/Chinese-Medical-Relation-Extraction

(NLP) Text Classification Based on Chinese Medical Relation Extraction 基于中医关系抽取的文本分类

Primary LanguagePython

Chinese-Medical-Relation-Extraction

Text Classification Based on Chinese Medical Relation Extraction 基于中医关系抽取的文本分类 (NLP)


Data overview

Data Details
Download link data.zip
Dataset size Train Dataset : 37965
Valid Dataset : 8186
Test Dataset : 8135
Train Dataset image-20230726171944955

About

  1. Using raw and labeled data to build word embedding based on sentences and head-tail entities.
  2. Build a suitable CNN for text relationship classification.
  3. Train the model.
  4. Predict the test set after the training is completed, and generate a prediction result file.

What we do

  • Extract the corresponding relationship from the given head entity, tail entity and sentence in dataset.
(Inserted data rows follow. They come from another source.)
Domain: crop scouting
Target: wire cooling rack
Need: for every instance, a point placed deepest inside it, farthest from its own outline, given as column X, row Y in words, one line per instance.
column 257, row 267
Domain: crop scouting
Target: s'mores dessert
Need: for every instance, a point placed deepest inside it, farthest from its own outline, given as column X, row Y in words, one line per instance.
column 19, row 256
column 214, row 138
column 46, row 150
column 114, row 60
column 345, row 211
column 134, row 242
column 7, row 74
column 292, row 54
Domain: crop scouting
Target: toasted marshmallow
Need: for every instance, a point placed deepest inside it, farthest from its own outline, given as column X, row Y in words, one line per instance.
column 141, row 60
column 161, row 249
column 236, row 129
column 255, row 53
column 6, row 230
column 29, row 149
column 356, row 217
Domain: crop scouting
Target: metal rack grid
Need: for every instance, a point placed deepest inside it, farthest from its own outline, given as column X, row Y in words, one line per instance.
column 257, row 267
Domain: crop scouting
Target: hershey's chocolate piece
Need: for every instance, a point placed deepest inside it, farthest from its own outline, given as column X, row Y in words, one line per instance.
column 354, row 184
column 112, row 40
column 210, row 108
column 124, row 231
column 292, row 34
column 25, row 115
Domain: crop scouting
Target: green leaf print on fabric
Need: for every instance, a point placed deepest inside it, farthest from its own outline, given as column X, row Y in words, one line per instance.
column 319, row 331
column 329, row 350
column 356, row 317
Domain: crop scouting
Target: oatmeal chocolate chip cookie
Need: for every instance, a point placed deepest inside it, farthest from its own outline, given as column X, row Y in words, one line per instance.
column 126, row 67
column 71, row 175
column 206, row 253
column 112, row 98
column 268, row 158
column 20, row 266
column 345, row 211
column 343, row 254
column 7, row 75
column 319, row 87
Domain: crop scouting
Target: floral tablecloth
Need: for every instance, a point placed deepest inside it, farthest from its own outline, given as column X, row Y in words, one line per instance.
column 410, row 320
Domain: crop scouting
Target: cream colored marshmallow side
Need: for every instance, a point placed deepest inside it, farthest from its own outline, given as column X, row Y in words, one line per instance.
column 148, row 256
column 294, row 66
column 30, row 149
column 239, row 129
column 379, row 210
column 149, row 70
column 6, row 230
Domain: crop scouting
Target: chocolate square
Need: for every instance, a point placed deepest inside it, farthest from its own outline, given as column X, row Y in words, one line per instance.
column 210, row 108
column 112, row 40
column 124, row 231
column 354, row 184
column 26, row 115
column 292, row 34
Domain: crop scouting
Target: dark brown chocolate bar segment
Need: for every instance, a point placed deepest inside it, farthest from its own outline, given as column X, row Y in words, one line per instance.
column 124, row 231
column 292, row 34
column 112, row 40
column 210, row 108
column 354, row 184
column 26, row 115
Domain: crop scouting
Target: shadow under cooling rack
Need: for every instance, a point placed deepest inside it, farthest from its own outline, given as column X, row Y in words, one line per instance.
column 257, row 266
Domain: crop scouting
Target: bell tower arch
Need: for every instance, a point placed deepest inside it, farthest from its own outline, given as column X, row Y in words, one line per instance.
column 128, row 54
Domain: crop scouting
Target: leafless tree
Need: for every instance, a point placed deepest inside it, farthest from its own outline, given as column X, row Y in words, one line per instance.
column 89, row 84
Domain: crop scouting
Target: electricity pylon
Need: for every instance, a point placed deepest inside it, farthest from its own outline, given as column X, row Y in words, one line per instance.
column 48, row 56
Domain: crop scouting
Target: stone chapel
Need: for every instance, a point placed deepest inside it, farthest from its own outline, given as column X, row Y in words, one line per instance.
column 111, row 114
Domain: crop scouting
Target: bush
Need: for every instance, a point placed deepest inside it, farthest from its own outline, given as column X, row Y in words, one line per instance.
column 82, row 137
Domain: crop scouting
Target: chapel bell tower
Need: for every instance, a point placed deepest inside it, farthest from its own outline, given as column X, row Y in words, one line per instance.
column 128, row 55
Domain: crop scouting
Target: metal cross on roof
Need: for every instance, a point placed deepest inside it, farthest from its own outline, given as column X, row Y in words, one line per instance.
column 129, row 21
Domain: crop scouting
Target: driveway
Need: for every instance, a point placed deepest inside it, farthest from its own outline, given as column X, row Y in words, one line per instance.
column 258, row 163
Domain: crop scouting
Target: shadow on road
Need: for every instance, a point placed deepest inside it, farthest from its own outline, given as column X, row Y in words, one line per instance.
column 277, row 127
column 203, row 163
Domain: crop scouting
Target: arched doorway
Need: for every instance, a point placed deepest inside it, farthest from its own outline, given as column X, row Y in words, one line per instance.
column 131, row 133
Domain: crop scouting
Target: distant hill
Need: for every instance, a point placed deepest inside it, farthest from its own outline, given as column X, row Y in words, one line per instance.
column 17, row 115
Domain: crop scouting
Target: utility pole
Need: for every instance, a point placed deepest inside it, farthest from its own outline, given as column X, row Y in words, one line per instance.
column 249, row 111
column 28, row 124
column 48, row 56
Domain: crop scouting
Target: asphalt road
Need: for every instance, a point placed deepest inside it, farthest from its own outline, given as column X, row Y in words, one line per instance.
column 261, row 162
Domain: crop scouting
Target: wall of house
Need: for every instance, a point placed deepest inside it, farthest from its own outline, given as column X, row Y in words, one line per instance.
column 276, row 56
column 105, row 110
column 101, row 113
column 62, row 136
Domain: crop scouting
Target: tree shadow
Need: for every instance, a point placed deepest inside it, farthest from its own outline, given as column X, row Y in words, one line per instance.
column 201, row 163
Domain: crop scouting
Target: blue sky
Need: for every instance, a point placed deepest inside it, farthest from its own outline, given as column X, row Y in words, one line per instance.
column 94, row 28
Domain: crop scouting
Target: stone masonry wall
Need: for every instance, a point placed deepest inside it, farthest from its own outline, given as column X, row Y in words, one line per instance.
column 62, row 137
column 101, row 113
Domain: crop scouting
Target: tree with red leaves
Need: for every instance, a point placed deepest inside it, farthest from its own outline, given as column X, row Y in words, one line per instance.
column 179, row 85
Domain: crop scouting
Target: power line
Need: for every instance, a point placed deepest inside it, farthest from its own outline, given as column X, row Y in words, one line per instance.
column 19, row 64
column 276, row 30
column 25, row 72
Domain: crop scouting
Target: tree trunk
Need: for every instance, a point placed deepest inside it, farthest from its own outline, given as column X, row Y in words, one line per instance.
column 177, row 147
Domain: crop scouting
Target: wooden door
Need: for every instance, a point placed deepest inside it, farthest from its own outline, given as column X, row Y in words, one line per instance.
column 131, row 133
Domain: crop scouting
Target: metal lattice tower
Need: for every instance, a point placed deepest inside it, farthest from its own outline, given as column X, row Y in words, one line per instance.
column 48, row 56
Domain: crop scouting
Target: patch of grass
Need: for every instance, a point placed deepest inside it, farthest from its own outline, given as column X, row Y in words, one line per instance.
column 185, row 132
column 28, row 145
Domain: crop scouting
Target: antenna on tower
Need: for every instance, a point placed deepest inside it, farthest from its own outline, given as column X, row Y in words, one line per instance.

  • Classify the sentence into a certain relationship according to the given entity.

  • Through CNN, it is mapped into a 44-dimensional short tensor (44 different classes), and finally through the Argmax function

  • The relationship represented by the corresponding head entity, tail entity and sentence is obtained.


    1. Data Preprocessing

    • Vocab-to-index: After the data is read in, a vocabulary list is constructed for sentences to convert them into index sequences corresponding to the vocabulary.

    • Position: For the head and tail entities, find the corresponding position in the sentence, and convert the "symbol" into a "position".

    • Word-to-vector: For labeled data, the corresponding relationship is converted to the corresponding relationship id through the W2V lookup table and stored in the dataset. We used the skip-gram model to encode data label, word frequency and W2V lookup table.

    • Word embedding: First, set the corresponding word embedding parameters according to the length of vocabulary. Do embedding for the read-in sentence.

    • Feature extraction: Use the head and tail entity position information and sentence information to do feature extraction through convolution and classification.

      Data Details
      Data after reorganizing image-20230726171121048
      Data after preprocessing image-20230726172134475image-20230726172218718

    2. Model Training

    • CNN Model:

      Layer Layer Name Structure
      1 Input embedding Embedding of text + position 1 + position 2
      2 Dropout
      3 Convolutional Layer Conv1D (kernel = 2) + Tanh + MaxPool1D
      4 Convolutional Layer Conv1D (kernel = 3) + Tanh + MaxPool1D
      5 Convolutional Layer Conv1D (kernel = 4) + Tanh + MaxPool1D
      6 Convolutional Layer Conv1D (kernel = 5) + Tanh + MaxPool1D
      7 Convolutional Layer Conv1D (kernel = 6) + Tanh + MaxPool1D
      8 Dropout
      9 Dropout
      10 Fully Connected Layer


Result

Index Epoch Train Acc Valid Acc Train Loss
Value 10 0.8582 0.7804 0.0281

About skip-gram:

  • Given a central word and a context word to be predicted, take this context word as a positive sample. Select several negative samples through random sampling of the vocabulary.

  • Then convert a large-scale classification problem into a two-class classification problem, and optimize the calculation speed in this way. We make a multinomial distribution sampling and take a specified number of high-frequency words as positive labels, and we obtain negative labels by removing positive labels.

  • The code uses a sliding window to scan the corpus from left to right. In each window, the central word needs to predict its context and form training data.

  • Some matrix operations on large vocabularies need to consume huge resources, so we simulate the result of softmax by negative sampling.

  • The size of the vocabulary determines that our skip-gram neural network will have a large-scale weight matrix. All these weights need to be adjusted through hundred millions of training samples, which is very computationally resource-intensive, and very slow to be trained.

  • Negative sampling solves this problem, which is a way to increase the speed of training and improve the quality of the resulting word vectors. Unlike updating all weights for each training sample, negative sampling only updates a small part of the weights for each training sample, which reduces the amount of calculation in the gradient descent process.

  • We use a unigram distribution to select negative words, and the formula in the code is implemented as follows:

    $$P(w_{i}) = \dfrac{f(w_{i})^{3/4}}{\sum_{j=0}^{n}(f(w_{j})^{3/4})}$$

    $f(w_{i})$ is known as word frequency.

    When we train the skip-gram model, we convert the dataset into an iterator, and take a batch of samples from the iterator. The Adam optimizer and backpropagation method are used in the training process, and then the word embedding vector in the model is normalized.

  • The word embedding vector is written into "skip-gram-model.txt" for subsequent word embedding and model training.